IDA VANESSA D. SCHWARTZ
Em um alerta importante, a Professora Ida Vanessa D. Schwartz questiona a visão de que a terapia gênica representa uma cura definitiva para doenças raras. Destacando que cada paciente vivencia a condição de forma singular, ela adverte que a pressa para aprovar medicamentos pode distorcer a real complexidade dessas enfermidades e comprometer a segurança das pessoas que mais precisam de tratamentos efetivos.
Fevereiro foi o mês destinado à conscientização sobre doenças raras. A definição brasileira diz que, para uma doença ser considerada rara, ela deve afetar não mais do que 65 indivíduos entre 100 mil. De acordo com o Ministério da Saúde, as doenças raras são condições crônicas complexas pois têm duração maior que 12 meses, afetam pelo menos um órgão ou sistema de forma grave, requerem atenção e acompanhamento especializado, estão fora de perspectiva de cura e têm alto custo e impacto para as pessoas afetadas, para as famílias e para os sistemas de saúde.
O fato de a maioria das doenças raras serem incuráveis acende um debate sobre a definição de cura: os reducionistas entendem a cura como a eliminação do agente causal de uma condição.
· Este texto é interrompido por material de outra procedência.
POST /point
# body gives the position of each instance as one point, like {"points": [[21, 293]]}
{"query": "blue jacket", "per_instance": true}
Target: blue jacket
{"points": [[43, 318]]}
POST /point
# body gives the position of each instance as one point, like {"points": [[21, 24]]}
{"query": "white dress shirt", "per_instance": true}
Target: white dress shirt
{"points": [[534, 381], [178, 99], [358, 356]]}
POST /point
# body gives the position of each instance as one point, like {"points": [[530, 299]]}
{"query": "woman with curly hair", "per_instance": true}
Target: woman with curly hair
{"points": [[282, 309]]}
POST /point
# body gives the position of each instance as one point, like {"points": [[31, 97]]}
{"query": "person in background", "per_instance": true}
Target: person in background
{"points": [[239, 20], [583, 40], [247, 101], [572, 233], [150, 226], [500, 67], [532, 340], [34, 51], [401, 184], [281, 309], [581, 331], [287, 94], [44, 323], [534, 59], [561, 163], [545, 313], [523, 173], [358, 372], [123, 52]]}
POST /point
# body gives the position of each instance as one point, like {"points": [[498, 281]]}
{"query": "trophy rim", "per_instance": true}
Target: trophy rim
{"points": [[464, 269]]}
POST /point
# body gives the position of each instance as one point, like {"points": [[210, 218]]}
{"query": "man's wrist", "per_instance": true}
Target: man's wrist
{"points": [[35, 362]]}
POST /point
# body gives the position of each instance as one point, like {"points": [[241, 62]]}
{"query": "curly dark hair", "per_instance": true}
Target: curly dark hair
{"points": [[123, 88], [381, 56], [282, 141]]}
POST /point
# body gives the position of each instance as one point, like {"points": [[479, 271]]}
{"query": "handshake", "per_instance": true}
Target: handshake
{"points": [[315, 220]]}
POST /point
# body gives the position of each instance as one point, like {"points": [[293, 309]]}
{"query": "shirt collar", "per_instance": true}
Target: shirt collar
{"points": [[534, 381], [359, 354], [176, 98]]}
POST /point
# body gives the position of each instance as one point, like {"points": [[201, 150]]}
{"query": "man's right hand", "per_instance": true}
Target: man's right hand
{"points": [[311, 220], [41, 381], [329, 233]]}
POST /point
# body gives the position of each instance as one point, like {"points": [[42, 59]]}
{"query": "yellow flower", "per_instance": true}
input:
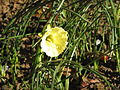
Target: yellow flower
{"points": [[54, 41]]}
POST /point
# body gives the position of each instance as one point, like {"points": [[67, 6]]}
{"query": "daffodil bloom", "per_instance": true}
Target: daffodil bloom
{"points": [[54, 41]]}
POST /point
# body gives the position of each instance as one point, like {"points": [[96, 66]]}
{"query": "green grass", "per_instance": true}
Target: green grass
{"points": [[82, 19]]}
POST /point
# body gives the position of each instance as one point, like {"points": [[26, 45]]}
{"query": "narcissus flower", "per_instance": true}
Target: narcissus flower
{"points": [[54, 41]]}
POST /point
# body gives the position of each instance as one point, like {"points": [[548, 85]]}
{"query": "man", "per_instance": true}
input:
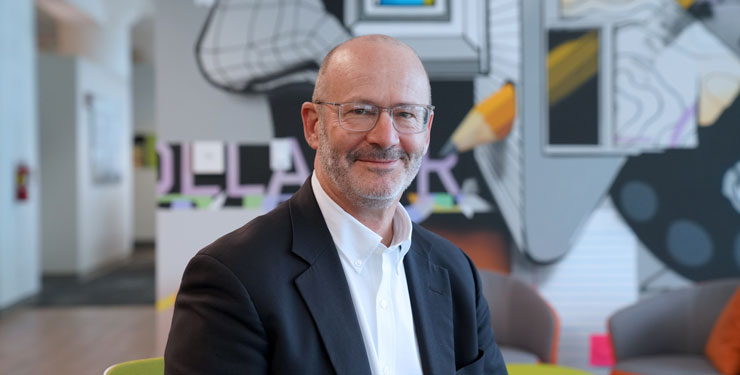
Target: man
{"points": [[337, 280]]}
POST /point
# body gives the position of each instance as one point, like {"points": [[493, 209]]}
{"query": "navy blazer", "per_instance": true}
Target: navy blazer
{"points": [[271, 297]]}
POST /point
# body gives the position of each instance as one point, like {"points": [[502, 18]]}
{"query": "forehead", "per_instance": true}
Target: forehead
{"points": [[379, 72]]}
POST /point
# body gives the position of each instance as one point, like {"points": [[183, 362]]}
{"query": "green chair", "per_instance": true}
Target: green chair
{"points": [[149, 366]]}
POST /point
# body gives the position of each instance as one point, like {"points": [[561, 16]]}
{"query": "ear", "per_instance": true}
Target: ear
{"points": [[429, 133], [310, 116]]}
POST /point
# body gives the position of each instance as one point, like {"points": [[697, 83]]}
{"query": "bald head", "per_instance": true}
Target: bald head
{"points": [[367, 52]]}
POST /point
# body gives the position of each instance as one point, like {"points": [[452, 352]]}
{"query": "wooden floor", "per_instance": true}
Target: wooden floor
{"points": [[77, 341]]}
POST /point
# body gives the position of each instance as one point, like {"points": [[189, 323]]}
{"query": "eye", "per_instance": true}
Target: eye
{"points": [[407, 112], [360, 110]]}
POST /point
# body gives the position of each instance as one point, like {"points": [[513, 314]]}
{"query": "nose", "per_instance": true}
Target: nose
{"points": [[383, 134]]}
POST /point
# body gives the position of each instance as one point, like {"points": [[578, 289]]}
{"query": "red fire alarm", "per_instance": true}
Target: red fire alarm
{"points": [[21, 182]]}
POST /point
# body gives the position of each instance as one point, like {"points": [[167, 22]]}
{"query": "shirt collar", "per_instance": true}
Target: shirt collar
{"points": [[353, 239]]}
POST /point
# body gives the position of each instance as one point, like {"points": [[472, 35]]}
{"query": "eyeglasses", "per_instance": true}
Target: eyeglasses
{"points": [[362, 117]]}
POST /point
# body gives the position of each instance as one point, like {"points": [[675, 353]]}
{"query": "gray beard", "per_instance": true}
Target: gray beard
{"points": [[337, 170]]}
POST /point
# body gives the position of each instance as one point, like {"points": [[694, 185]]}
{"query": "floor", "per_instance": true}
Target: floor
{"points": [[83, 326]]}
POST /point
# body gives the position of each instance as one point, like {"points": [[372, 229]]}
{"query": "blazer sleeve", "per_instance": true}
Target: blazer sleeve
{"points": [[215, 326], [494, 360]]}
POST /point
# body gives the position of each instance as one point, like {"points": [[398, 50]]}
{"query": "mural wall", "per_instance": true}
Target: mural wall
{"points": [[577, 133]]}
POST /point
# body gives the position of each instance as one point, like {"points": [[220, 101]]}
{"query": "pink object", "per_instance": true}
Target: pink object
{"points": [[601, 350]]}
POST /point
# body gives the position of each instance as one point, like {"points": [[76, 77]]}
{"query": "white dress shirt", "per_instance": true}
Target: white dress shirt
{"points": [[377, 282]]}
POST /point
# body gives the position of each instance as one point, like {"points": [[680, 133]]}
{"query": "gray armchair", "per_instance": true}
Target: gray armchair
{"points": [[525, 325], [666, 334]]}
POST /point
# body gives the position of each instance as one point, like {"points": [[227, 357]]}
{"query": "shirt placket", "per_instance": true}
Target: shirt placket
{"points": [[385, 317]]}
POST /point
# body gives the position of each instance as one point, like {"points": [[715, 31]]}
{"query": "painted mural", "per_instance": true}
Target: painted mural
{"points": [[274, 49], [574, 132]]}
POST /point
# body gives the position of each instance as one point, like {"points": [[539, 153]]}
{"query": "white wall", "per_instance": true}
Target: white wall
{"points": [[86, 225], [58, 139], [145, 179], [19, 221]]}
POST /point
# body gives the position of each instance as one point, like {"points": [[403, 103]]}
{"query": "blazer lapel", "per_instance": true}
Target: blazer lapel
{"points": [[324, 287], [431, 304]]}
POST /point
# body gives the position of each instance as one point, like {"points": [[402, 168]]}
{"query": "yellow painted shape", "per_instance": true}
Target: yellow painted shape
{"points": [[571, 64], [165, 303]]}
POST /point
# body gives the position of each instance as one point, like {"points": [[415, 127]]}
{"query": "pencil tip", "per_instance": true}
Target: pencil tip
{"points": [[448, 148]]}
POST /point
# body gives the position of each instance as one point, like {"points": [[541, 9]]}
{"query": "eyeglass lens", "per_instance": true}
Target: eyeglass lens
{"points": [[361, 117]]}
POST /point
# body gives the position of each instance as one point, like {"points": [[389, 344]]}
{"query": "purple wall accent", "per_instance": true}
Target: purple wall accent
{"points": [[233, 188], [166, 168], [186, 176], [443, 168]]}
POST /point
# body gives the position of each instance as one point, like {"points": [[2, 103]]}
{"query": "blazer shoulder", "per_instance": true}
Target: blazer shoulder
{"points": [[439, 247], [445, 254]]}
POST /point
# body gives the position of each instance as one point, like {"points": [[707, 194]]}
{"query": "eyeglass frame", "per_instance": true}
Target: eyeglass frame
{"points": [[429, 107]]}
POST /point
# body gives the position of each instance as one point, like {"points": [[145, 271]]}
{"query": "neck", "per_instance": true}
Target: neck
{"points": [[379, 218]]}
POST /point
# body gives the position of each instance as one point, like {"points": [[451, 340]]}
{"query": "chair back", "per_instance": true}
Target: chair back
{"points": [[149, 366], [520, 317]]}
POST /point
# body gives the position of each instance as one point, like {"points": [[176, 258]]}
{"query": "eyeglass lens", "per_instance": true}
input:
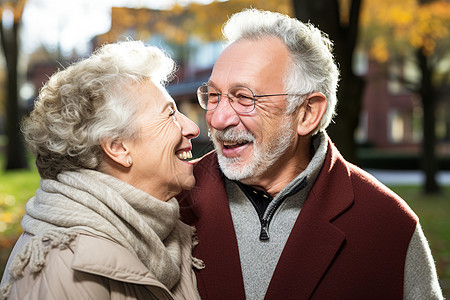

Mas uma “doença” nunca é unifatorial: ela é um balanço entre causas externas e a reação interna do nosso corpo. Cada um reage de uma maneira diferente ao mesmo agente etiológico. Ou seja, cada um tem a “doença” da sua maneira. Este entendimento é importante inclusive quando falamos de terapias para condições comuns como câncer: algumas estimulam o nosso sistema imunológico, e trazem um “controle” da doença, não a sua eliminação. Existe, também, um conceito psicológico de “cura”, que inclui a aceitação da condição, a manutenção da esperança e a busca pela felicidade apesar da existência da doença.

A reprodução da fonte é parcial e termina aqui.